February 2015 Link Round-Up
A big case out of the Court of Appeals earlier this year didn’t get any play here on the Blog, but generated a bit of fallout discussion elsewhere in the online Maryland legal community last month, including write-ups by Ann Marie Mehlert of Lerch, Early & Brewer and Catherine A.B. Simanski of Rollins, Smalkin, Richards & Mackie. Described by Catherine in her post as arising from “a feud of ‘Hatfields and McCoys’ proportions over parking spots situated between a condo association and a homeowner’s association,” Falls Garden Condominium Ass’n, Inc. v. Falls Homeowners Ass’n, Inc., Md. Ct. App., No. 30, Sept.
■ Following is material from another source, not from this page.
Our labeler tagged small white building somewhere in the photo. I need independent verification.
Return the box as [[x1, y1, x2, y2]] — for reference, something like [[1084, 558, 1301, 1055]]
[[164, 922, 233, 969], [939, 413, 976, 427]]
Term 2014 (Jan. 27, 2015), grabbed some attention by holding that a letter of intent (that’s an “LOI” among acronym-savvy attorneys) for a settlement agreement was still binding on the parties even though they couldn’t eventually agree on the terms of a lease that was meant to satisfy the proposed settlement. In analyzing the outcome, Ann Marie offered that most real-estate professionals “have always viewed the LOI as an efficient means to get business terms out on the table and agreed to before negotiating a lease” and “usually understand that the LOI is non-binding.”
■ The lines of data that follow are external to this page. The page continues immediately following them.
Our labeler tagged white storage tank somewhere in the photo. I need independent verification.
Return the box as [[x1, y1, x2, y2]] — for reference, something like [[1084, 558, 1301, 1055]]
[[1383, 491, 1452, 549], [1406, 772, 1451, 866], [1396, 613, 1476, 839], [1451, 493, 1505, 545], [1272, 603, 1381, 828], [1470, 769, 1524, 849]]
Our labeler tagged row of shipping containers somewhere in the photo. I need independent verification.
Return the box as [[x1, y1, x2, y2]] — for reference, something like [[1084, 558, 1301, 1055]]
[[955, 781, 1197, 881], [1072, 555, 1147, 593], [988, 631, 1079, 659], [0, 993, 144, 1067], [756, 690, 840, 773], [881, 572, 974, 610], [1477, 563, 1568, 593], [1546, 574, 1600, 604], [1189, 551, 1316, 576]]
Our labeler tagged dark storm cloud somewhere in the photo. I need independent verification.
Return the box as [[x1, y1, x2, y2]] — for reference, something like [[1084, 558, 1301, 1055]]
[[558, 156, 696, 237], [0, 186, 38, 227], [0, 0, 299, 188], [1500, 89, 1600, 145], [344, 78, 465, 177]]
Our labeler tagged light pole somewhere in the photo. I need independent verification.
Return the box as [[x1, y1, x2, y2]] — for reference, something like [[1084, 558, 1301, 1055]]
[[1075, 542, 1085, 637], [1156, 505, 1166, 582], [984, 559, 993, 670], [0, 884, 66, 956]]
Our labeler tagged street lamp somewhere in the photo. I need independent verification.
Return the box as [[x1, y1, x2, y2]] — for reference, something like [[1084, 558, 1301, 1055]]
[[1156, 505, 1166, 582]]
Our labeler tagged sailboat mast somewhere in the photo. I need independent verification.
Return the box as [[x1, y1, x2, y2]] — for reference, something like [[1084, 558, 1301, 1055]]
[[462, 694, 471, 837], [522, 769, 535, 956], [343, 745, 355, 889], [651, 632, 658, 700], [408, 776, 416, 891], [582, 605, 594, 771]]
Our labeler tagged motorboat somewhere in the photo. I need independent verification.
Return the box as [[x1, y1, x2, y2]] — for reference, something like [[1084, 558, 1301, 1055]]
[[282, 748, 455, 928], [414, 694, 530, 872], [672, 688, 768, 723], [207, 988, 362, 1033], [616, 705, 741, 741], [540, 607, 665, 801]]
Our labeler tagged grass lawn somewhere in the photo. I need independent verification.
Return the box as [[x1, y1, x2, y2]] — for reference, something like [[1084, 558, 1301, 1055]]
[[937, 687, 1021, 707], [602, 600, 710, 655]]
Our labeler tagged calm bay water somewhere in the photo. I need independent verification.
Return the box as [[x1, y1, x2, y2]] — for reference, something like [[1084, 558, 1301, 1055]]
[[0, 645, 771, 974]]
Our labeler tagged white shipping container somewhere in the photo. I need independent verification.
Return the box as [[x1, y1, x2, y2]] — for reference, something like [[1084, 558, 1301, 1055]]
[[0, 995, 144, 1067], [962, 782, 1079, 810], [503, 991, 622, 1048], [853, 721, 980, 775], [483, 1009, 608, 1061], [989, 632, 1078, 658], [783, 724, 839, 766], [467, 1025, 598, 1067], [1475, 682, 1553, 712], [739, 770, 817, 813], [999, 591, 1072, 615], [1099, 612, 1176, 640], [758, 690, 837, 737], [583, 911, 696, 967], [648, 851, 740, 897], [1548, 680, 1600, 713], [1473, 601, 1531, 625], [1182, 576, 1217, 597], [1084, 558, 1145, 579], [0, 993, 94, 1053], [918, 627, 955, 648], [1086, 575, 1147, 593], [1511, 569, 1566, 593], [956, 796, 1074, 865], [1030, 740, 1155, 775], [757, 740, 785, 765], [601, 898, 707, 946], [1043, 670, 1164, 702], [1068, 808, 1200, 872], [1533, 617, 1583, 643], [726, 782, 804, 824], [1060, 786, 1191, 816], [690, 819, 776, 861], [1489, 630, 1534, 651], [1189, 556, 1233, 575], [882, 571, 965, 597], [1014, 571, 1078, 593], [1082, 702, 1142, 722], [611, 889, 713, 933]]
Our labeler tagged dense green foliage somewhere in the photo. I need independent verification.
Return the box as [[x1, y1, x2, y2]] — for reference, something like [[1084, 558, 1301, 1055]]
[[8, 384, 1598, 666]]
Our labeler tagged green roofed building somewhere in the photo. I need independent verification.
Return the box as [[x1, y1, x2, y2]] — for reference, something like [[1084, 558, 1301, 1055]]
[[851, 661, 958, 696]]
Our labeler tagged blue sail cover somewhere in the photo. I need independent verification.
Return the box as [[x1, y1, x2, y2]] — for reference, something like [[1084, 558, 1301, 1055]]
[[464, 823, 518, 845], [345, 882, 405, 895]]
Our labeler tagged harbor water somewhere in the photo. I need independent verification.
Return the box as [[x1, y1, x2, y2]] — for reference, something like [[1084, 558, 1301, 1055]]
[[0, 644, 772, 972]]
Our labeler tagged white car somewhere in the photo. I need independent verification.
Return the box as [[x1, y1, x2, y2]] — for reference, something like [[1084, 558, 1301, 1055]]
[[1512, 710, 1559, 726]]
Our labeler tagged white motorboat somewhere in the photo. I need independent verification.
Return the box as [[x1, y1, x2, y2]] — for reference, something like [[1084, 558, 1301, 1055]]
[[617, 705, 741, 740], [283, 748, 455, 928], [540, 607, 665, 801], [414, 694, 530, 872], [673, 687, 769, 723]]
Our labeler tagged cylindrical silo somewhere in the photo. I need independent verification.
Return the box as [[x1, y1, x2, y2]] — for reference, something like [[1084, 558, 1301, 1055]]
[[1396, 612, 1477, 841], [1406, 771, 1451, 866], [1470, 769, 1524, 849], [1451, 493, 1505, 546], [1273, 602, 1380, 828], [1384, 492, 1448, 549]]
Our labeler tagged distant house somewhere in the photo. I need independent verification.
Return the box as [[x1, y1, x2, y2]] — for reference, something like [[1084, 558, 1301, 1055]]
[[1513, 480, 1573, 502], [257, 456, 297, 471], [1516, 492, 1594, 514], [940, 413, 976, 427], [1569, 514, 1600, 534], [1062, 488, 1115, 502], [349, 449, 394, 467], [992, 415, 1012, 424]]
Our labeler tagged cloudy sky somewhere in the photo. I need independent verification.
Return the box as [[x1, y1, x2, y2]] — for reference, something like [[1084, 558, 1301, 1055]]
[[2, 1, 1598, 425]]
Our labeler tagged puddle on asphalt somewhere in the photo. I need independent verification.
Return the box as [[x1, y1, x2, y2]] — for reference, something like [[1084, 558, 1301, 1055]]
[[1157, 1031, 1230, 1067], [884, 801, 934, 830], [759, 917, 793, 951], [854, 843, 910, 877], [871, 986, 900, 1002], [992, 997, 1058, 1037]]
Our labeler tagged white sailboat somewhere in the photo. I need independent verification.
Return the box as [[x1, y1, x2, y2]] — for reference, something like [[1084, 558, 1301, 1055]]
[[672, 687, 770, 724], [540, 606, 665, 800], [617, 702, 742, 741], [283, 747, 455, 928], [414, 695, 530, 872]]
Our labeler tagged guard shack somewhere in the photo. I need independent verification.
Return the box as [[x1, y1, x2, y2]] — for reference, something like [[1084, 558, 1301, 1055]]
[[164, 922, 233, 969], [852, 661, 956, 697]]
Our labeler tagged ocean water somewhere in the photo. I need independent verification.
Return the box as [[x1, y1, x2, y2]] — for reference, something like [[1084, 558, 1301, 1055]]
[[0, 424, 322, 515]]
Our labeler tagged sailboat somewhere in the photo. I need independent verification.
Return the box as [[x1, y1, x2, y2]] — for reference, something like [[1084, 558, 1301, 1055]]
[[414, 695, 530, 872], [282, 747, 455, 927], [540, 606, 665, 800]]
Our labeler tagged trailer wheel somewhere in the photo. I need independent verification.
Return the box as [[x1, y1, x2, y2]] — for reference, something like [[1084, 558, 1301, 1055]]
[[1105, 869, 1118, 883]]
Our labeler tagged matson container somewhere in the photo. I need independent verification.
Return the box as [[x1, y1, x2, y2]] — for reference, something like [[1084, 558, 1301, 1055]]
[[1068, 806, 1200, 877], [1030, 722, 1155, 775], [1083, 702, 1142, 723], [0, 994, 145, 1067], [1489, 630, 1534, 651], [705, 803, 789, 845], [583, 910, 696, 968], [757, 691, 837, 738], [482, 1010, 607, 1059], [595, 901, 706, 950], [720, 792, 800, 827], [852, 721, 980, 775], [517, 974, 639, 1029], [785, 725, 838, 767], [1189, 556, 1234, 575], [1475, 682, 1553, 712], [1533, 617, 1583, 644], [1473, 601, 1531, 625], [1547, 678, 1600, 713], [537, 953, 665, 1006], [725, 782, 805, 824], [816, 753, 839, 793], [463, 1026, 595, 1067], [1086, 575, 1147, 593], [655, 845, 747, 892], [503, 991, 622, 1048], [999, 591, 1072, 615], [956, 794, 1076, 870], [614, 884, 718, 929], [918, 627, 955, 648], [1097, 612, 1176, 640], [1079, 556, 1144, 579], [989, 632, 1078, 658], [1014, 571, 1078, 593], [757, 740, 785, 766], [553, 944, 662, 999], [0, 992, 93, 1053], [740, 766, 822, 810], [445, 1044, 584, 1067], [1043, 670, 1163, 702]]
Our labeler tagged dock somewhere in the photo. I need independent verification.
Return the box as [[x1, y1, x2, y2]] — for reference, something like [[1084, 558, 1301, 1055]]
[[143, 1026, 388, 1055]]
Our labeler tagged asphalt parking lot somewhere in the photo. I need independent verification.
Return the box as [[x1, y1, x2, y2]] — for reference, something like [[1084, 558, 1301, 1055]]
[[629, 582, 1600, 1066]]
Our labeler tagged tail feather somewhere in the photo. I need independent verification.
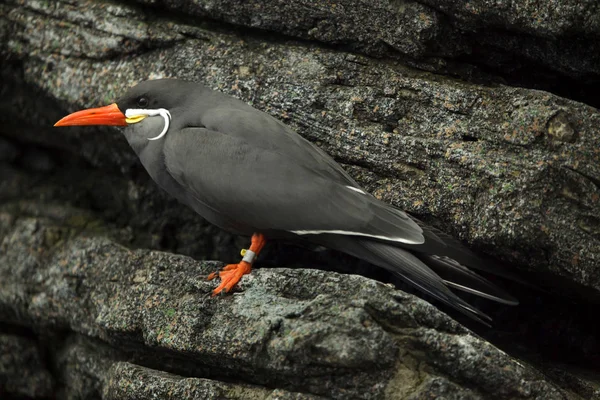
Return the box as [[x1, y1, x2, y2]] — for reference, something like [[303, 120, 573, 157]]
[[419, 255, 518, 305], [408, 217, 533, 289], [313, 234, 498, 323], [355, 240, 496, 323]]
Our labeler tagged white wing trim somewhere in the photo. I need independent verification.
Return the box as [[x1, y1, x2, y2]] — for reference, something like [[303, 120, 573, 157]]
[[290, 229, 424, 244], [346, 186, 366, 194]]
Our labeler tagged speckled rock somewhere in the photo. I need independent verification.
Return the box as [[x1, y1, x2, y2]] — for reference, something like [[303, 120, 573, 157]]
[[53, 335, 325, 400], [133, 0, 458, 60], [103, 362, 326, 400], [0, 207, 574, 399], [116, 0, 600, 107], [419, 1, 600, 71], [121, 0, 600, 81]]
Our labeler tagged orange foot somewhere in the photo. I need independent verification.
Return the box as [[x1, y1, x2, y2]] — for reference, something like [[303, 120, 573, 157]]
[[209, 261, 252, 295], [208, 233, 266, 296]]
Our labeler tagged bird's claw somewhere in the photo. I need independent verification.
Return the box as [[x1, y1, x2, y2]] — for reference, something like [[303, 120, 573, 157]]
[[206, 271, 219, 281], [210, 261, 252, 296]]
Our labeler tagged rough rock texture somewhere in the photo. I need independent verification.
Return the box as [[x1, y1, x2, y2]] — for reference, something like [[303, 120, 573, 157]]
[[129, 0, 600, 106], [1, 0, 600, 399], [129, 0, 600, 75], [0, 206, 575, 399]]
For its holding that the LOI contained all the essential or material terms of the deal, and was therefore binding, the Court of Appeals was able to distinguish Falls Garden Condominium Ass’n from an earlier case in which an LOI was held to be non-binding, Cochran v. Norkunas, 398 Md. 1 (2007). Ann Marie didn’t seem to find the differences in the cases quite as apparent, but, either way, advised that Falls Garden Condominium Ass’n essentially makes explicit language expressing the non-binding nature of an LOI a must if the parties don’t want to be locked into it. Meanwhile, Catherine hypothesized that the ruling could be applied to make more oral settlement agreements enforceable.
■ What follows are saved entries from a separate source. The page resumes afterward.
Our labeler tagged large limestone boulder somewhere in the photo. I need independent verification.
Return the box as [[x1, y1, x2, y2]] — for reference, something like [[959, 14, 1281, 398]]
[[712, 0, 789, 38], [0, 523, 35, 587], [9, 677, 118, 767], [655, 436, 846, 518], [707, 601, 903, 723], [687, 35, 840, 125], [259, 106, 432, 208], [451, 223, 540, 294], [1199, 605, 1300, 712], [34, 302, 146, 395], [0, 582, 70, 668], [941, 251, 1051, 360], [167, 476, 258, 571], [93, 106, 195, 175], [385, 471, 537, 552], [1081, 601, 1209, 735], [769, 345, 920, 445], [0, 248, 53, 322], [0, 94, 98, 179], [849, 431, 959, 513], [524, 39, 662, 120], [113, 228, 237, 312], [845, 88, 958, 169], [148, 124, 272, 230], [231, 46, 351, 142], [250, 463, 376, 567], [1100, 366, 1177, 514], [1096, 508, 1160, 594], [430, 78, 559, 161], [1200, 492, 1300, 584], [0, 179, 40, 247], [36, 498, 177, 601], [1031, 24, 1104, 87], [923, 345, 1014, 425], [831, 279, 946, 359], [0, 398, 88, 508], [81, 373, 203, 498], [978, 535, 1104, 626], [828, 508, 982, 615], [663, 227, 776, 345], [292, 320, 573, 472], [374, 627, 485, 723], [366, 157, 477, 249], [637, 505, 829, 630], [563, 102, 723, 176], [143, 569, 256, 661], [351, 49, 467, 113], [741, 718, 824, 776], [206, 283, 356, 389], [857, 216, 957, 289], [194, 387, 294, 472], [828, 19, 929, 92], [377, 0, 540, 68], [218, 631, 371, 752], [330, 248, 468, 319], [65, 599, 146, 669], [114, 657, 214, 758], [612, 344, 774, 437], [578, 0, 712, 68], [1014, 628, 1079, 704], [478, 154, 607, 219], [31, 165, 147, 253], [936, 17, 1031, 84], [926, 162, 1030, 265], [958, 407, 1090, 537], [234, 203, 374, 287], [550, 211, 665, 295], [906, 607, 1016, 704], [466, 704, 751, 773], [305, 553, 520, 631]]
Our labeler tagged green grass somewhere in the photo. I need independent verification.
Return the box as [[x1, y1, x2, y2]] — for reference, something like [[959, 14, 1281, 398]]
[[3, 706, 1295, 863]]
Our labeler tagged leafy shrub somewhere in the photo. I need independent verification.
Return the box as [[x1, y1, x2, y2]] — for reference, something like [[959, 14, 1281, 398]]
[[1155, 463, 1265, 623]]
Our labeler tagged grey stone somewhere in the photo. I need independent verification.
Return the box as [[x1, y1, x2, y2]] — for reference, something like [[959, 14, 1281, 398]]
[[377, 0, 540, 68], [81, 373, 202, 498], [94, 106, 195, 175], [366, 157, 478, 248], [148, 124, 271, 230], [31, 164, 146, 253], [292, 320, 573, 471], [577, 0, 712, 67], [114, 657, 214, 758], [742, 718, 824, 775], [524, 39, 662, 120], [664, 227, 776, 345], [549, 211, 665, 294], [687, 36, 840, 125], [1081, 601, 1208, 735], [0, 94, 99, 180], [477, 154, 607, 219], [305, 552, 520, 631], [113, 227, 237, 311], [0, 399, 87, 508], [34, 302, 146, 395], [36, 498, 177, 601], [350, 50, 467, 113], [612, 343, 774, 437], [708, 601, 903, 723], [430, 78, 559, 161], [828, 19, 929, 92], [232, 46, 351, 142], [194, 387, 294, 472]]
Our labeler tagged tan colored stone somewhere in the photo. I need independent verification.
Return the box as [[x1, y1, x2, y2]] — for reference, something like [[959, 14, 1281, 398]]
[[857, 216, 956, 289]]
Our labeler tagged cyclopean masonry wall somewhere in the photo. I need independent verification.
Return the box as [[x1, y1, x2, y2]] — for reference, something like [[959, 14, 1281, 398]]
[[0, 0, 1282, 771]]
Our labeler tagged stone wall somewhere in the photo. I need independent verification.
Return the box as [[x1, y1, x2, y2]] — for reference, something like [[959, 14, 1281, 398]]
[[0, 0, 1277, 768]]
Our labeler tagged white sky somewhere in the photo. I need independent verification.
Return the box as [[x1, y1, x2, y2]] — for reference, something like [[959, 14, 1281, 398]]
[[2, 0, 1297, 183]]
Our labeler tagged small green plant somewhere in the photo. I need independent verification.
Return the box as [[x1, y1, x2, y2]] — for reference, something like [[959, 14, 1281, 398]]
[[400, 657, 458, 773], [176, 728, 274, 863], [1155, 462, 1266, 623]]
Another notable opinion out of the Fourth Circuit last month, EEOC v. Freeman, No. 13-2365 (4th Cir., Feb. 20, 2015), drew comment on the Blog from contributor Derek Stikeleather and Melissa Loureiro of Goodell DeVries. Also chiming in was Kevin Cox of Kollman & Saucier, who, in discussing the affirmation of the district court’s exclusion of the EEOC’s expert and summary judgment on its disparate-impact claim, similarly made note of Judge Agee’s concurring take-down of the Agency. Kevin also speculated that employers “are likely disappointed that the Fourth Circuit stopped short of analyzing whether the employer’s background check policy was lawful” and hoped that the decision puts the EEOC “on notice that it must base its disparate impact claims on rigorous statistical data and analysis.”